08. November 2016

Brauns: Nicolaistraße nun städtebaulich aufwerten!

CDU-Fraktion begrüßt Abriss der ruinösen Gebäude und Neubauvorhaben

Seit 2009 standen die Plattenbauten an der Nicolaistraße leer und siechten vor sich hin – nun hat der Nachfolger der GAGFAH-Group, die Vonovia SE, endlich den entscheidenden Schritt gewagt und mit dem Abriss der mittlerweile vollkommen entkernten Gebäude begonnen. Dr. Hans-Joachim Brauns, CDU-Stadtrat aus dem Wahlkreis Altstadt, begrüßt diese Entwicklung sehr:

„Dass der Eigentümer sich zu diesem Schritt entschlossen hat, kann sowohl für die städtebauliche Entwicklung in der südlichen Johannstadt als auch für den Wohnungsmarkt in unserer Stadt nur von Vorteil sein. Ich begrüße diesen Schritt daher ausdrücklich. Diese Entwicklung hatten wir bereits 2012 mit dem Beschluss zur Beendigung des Rückbauprogramms eingeleitet – wir freuen uns, dass dieser Beschluss endlich umgesetzt wird.“

Bereits Ende 2012 hatte die CDU-Fraktion als treibende Kraft gemeinsam mit der SPD, der FDP und der damaligen Bürgerfraktion einen Stadtratsbeschluss erwirkt, der u.a. den Rückbau der Gebäude an der Nicolaistraße forderte. Ziel war es, „zeitnah eine neue Wohnbebauung mit mindestens gleicher Anzahl von Wohneinheiten, die sozial bedarfsgerecht ausgestattet sind“ bzw. „die zeitnahe straßenbegleitende Bebauung in diesem Areal“ zu ermöglichen (Antragstext).

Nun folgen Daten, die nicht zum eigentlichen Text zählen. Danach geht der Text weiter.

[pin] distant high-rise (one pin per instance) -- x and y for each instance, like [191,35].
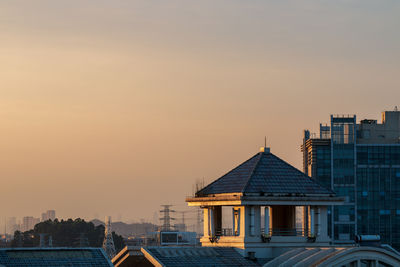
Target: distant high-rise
[11,225]
[28,223]
[49,215]
[361,162]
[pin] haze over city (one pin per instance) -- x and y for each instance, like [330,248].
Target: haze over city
[116,107]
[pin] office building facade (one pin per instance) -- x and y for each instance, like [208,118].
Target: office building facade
[360,161]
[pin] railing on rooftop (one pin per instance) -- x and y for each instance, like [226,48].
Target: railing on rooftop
[271,232]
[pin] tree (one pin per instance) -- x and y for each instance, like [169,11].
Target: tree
[66,233]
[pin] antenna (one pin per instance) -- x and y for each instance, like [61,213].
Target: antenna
[108,243]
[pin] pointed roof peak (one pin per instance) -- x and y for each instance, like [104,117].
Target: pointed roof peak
[265,173]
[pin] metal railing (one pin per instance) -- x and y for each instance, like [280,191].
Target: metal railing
[271,232]
[285,232]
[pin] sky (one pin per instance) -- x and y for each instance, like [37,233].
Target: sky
[116,107]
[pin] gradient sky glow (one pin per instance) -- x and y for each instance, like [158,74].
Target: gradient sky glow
[116,107]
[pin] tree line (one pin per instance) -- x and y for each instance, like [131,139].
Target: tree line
[65,233]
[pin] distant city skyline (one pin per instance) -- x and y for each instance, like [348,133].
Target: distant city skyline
[118,107]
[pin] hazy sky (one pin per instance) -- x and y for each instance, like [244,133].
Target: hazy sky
[116,107]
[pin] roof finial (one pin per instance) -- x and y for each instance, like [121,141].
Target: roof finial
[265,149]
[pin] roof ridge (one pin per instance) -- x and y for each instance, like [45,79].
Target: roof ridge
[225,175]
[314,180]
[252,171]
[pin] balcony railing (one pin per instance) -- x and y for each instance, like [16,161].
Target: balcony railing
[286,232]
[271,232]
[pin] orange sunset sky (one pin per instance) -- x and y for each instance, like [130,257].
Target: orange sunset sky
[116,107]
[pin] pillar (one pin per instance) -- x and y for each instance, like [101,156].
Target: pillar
[211,228]
[312,221]
[266,220]
[236,221]
[217,212]
[206,222]
[252,221]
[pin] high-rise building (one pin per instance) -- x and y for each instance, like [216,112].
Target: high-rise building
[360,161]
[11,225]
[28,223]
[49,215]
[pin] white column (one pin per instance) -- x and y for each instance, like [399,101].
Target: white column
[312,221]
[233,222]
[266,220]
[211,222]
[319,222]
[251,220]
[206,223]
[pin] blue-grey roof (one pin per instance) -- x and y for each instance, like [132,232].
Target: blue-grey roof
[198,256]
[265,173]
[32,257]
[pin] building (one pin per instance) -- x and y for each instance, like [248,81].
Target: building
[11,225]
[28,223]
[264,197]
[49,215]
[359,161]
[21,257]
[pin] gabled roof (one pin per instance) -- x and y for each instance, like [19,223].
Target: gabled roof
[53,256]
[265,173]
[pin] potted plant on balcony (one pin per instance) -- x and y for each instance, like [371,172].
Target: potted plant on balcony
[311,238]
[214,239]
[265,238]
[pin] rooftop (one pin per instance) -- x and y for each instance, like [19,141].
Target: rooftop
[53,257]
[265,174]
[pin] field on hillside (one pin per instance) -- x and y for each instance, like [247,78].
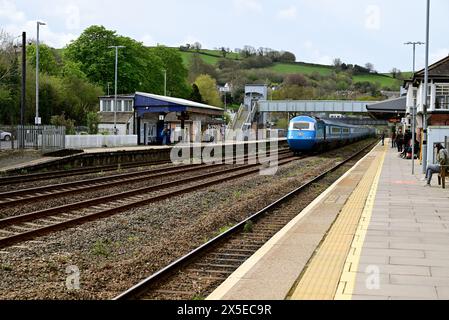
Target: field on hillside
[288,68]
[385,81]
[213,56]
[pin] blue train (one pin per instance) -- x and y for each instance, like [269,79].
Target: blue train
[308,133]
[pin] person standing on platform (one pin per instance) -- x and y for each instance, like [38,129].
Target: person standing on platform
[400,142]
[443,160]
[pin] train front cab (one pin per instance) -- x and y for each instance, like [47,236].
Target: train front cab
[302,135]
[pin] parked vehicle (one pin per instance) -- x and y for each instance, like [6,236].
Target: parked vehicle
[5,136]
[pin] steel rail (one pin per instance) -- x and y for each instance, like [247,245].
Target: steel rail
[8,199]
[141,288]
[28,235]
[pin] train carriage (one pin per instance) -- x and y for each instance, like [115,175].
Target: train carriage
[307,133]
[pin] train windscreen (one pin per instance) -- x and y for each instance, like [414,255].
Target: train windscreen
[302,126]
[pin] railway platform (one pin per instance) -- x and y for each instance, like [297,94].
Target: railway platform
[376,234]
[110,156]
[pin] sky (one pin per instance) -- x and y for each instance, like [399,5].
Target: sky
[317,31]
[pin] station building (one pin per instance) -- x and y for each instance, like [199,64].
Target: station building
[124,115]
[147,115]
[437,96]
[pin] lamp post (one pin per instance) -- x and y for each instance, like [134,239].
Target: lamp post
[426,88]
[37,120]
[414,105]
[116,76]
[165,82]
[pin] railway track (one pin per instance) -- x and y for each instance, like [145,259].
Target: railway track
[17,197]
[28,226]
[9,180]
[197,274]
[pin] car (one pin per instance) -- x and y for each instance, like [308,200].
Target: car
[5,136]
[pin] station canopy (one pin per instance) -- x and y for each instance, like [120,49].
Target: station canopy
[392,110]
[151,103]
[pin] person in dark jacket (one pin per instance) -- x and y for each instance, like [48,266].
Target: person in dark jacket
[393,140]
[400,142]
[443,160]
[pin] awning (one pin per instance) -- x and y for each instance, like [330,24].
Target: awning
[151,103]
[389,109]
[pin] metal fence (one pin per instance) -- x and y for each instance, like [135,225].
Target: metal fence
[44,138]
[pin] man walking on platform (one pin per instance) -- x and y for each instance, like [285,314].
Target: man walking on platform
[443,160]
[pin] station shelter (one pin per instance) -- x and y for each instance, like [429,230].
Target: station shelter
[185,120]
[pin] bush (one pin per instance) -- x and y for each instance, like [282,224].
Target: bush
[63,122]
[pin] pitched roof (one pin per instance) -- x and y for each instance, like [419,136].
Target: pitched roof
[122,117]
[176,101]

Dr. Brauns bekräftigt, dass er das Fördern und Fordern von privaten Investoren für die richtige Politik hält: „Während andere seit Jahren in das Horn der Rekommunalisierung blasen und mit staatlichen Mitteln Wohnungen bauen wollen, halten wir den Weg, privaten Investoren möglichst keine Steine in den Selbigen zu legen, für den besseren. Während die ‚neue Woba‘ noch nicht eine Wohnung realisiert hat, bauen Private in Dresden zurzeit auf höchstem Level – so geht es in die richtige Richtung. Gäbe es eine Wohnungsnot in Dresden tatsächlich, hätten die LINKEN sie mit ihrer Wohnungspolitik noch verschlimmert.“

„Wir würden uns freuen, wenn der Baustart nicht erst – wie angekündigt – 2018, sondern schon eher erfolgen könnte; haben jedoch Verständnis dafür, dass noch einige Abstimmungen z.B. mit dem Stadtplanungsamt getroffen werden müssen. In jedem Fall ist es gut, sich auf eine vernünftige städtebauliche Lösung zu einigen, die v.a. auch zum Areal rund um den Fetscherplatz und der südlichen Johannstadt passt. Die einmalige Chance zur städtebaulichen Aufwertung darf nicht pseudomoderner Architektur zum Opfer fallen. Modern ja, aber bitte in Abstimmung mit dem bereits vorhandenen Umfeld“, gibt Dr. Brauns bei den weiteren Planungen zu bedenken.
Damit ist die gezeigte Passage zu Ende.